The Camp Fire in November 2018 burned the site at Lake Concow Campground, near Chico, CA, where we hold Buckeye and Pathways: our gathering in 2019 will be much smaller and different.  Watch this page for updates

Soaproot bulb

Serotiny: when seeds are released by the prompting of an environmental process, notably fire.

Early April, 2019:

It’s quite the transitional year for Buckeye!  In 2019 we are taking a breath to revision and tend to our land base.  After nine years as an Ancestral Skills gathering in Northern California, built from the model of older gatherings like Earthknack, Rabbitstick, and Wintercount, we decided to undergo a Chrysalis process.  Like the caterpillar ready to morph, it is a time for us to rest, digest who we have been, do some organizational cleaning, and listen for what these times may be specifically asking from Buckeye. On the heels of that choice, the Camp Fire burned the Lake Concow site in the Sierra foothills where we have gathered for five years.  We have taken it as a sign to not run either Buckeye or Pathways as planned, but rather dovetail a land-focussed year with our own redesign.

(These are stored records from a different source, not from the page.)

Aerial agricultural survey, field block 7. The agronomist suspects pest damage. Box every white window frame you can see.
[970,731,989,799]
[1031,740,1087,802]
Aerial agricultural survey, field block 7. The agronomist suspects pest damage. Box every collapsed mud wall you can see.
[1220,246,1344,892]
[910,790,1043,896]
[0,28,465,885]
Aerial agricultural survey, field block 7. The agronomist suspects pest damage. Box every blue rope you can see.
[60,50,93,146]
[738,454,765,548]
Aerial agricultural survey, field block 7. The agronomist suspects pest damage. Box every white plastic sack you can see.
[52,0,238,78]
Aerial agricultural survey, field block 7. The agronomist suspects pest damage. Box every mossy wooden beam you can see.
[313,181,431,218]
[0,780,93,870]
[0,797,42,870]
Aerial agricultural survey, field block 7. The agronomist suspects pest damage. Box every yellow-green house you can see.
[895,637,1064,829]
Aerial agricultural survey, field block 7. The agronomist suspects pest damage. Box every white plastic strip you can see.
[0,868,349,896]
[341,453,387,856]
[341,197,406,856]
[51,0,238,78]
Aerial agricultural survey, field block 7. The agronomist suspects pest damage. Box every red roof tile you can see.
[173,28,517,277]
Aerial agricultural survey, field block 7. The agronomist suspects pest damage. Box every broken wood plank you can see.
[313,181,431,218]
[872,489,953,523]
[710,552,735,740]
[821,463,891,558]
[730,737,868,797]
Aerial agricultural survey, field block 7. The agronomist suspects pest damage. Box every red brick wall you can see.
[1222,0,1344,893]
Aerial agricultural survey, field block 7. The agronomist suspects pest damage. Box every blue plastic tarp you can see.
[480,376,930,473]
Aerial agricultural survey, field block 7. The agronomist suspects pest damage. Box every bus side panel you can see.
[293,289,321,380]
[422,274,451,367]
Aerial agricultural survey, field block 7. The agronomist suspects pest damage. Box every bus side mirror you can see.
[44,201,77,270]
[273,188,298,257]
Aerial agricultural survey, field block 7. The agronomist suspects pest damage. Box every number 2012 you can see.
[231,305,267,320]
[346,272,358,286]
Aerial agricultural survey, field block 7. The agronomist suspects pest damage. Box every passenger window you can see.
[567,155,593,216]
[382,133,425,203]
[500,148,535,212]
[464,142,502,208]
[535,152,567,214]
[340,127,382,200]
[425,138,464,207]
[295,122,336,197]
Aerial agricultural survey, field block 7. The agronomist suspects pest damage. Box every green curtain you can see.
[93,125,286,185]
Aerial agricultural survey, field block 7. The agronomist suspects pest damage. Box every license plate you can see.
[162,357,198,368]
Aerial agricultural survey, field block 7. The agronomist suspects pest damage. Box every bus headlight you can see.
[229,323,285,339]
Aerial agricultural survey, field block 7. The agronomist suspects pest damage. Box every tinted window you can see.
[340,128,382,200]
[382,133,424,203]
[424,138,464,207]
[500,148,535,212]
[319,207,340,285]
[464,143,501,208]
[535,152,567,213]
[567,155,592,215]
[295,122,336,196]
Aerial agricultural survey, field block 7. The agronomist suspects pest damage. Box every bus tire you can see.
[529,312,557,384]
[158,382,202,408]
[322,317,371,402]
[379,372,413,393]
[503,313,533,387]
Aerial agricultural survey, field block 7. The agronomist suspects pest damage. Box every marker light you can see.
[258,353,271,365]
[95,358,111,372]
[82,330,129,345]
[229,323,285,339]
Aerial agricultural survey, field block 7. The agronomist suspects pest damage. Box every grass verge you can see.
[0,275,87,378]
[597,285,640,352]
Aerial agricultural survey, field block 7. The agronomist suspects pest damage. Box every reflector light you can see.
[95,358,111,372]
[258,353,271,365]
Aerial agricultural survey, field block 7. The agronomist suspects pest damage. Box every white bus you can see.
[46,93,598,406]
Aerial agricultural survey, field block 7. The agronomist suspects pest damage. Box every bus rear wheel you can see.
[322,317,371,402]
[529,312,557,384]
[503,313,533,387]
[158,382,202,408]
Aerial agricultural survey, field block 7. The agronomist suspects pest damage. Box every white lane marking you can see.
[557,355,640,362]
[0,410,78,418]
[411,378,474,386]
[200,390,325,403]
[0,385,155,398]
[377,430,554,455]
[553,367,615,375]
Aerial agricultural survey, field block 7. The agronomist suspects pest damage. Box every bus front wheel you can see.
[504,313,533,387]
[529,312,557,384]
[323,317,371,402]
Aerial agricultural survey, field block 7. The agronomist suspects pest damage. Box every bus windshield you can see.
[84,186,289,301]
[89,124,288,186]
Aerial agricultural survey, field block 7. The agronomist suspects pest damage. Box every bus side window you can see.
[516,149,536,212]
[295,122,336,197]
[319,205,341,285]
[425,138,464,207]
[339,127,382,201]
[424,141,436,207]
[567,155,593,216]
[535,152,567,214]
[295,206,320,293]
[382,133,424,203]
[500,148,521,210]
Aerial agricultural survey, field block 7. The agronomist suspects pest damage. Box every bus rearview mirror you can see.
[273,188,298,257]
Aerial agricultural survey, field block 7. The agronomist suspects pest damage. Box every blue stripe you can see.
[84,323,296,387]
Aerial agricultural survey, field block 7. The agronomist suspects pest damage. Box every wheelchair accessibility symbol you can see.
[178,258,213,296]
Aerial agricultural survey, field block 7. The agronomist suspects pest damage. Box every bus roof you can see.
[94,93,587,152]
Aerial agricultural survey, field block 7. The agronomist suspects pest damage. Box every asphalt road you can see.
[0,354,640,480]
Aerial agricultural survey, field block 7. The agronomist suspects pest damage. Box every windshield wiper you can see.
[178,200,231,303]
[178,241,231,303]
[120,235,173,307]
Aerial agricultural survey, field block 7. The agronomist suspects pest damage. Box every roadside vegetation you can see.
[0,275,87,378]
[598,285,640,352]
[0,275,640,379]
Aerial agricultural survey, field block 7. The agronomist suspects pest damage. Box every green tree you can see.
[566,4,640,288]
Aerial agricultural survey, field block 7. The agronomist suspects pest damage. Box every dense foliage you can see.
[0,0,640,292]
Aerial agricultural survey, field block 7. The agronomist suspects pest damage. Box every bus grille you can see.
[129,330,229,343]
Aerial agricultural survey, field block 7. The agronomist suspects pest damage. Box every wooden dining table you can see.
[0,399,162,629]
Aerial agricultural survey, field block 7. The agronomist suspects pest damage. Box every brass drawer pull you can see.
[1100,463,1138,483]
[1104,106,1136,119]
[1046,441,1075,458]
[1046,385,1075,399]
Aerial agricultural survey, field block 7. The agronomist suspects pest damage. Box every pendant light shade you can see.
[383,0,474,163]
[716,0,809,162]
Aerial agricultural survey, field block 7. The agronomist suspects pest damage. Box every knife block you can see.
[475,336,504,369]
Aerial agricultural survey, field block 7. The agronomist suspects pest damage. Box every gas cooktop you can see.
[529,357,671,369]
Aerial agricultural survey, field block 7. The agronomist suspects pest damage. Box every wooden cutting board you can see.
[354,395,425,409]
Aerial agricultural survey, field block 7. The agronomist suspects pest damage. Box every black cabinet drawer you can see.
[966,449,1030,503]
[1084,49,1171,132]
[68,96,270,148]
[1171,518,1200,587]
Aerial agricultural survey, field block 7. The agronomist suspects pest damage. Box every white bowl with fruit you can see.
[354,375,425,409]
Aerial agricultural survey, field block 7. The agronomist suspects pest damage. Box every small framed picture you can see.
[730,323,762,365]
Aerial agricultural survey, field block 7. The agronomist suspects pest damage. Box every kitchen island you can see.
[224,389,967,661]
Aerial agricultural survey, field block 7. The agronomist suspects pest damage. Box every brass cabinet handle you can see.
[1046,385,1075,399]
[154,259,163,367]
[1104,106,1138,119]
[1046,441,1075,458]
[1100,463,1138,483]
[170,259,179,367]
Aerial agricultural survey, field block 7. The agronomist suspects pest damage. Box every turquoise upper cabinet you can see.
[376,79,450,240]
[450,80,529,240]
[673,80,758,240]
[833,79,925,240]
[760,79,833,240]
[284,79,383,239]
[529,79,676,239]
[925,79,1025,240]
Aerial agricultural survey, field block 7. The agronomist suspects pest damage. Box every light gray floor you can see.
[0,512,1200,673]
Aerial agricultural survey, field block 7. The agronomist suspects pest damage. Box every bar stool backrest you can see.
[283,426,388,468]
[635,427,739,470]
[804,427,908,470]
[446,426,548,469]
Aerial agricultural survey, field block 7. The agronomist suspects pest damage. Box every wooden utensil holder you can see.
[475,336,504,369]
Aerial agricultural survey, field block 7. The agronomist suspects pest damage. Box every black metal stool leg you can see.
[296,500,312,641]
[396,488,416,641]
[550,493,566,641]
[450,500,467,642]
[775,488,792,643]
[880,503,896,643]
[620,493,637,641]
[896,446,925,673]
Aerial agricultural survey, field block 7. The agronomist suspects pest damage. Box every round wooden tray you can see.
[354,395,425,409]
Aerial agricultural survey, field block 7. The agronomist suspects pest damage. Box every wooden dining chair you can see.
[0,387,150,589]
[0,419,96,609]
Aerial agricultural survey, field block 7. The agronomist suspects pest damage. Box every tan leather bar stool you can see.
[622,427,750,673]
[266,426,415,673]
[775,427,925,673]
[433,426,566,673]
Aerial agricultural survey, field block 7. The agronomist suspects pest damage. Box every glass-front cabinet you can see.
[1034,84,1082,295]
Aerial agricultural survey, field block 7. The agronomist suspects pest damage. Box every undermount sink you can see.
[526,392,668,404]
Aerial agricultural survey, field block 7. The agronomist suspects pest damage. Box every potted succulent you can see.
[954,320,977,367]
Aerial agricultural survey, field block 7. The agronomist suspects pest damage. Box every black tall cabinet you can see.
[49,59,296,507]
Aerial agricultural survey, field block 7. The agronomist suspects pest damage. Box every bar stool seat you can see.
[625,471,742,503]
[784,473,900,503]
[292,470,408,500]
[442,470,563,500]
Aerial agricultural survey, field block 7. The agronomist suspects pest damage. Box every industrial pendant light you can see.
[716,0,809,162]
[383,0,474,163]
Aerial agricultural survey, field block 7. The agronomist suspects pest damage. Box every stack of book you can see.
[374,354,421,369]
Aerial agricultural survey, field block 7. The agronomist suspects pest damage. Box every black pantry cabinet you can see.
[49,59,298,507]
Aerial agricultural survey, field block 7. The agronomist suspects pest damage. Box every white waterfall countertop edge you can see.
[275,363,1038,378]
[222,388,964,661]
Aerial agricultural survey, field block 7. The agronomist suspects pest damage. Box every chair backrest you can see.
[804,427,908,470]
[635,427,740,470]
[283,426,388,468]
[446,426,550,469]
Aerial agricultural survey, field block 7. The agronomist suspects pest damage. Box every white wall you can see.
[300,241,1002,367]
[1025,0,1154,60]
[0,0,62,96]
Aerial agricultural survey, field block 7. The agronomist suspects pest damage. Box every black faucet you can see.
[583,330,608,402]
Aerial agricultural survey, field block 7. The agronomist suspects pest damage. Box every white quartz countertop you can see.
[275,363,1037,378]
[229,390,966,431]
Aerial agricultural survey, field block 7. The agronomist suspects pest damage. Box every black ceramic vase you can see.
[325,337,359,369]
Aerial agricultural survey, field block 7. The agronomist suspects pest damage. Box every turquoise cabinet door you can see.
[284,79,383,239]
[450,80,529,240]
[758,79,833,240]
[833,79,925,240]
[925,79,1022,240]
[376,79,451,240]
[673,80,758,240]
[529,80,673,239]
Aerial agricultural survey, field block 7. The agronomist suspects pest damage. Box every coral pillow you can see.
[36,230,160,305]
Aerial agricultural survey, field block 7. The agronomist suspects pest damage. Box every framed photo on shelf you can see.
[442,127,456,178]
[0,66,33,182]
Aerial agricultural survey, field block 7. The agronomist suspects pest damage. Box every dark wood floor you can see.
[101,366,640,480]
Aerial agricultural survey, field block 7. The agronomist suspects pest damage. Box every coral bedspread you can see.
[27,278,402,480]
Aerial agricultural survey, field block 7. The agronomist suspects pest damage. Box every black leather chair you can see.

It has taken us a few seasons to clearly see how to be on the land well this May, given a flock of factors, notably how ready the land and caretakers are for us to be there; thanks for your patience.

Our intention this year is to deepen our relationship to the Lake Concow area by exploring how we might tend to the impacts of the fire in a healthy and reciprocal way.  We will be exploring, from a land base that we have been getting to know for a few years now, a spectrum of cultural and ecological factors contributing to the complexities of fire in our times, and joining the widespread conversation about how to best move forward in local and bioregional communities.  We will also be watering seeds for our future, by spending time independently as organizers and allies during and just after this week in our organizational revisioning process.

Buckeye this year will look different than it has in the past; the learning this year will be less formal.  We will not be hosting a specific palette of Ancestral Skills classes; the soonest that would return is 2020.  This May 8th  ~ 14th we will gather at Lake Concow, near Chico, with a group of no more than 100 folks for a dynamic, co-creative opportunity to be in conversation and tend the land post-fire.  Fire ecologists, naturalists, trackers, crafters, various dedicated land-oriented folks and other teachers will be present, to lead and take part as makes sense.  A main source of inquiry will be the perspectives of Indigenous land management and Traditional Ecological Knowledge. We will be organizing each day depending on who is present, the flow of the week, and how our conversation unfolds.  We are aiming to maximize the surface area for sharing and learning, while being flexible with what possibilities emerge.

The first and last days will be dedicated to setting up and taking down camps.  During the five days in between, outside meal times, we will be organizing dialogues and time on the land primarily around fire ecology; we foresee a few individual talks, perhaps a panel or two, small group discussions, and field time together listening, in conversation, and doing some hands-on land work.  You will be free to join whichever activities you are drawn to; it’s likely that there will be one to three main activities happening at a time, depending on how many people attend.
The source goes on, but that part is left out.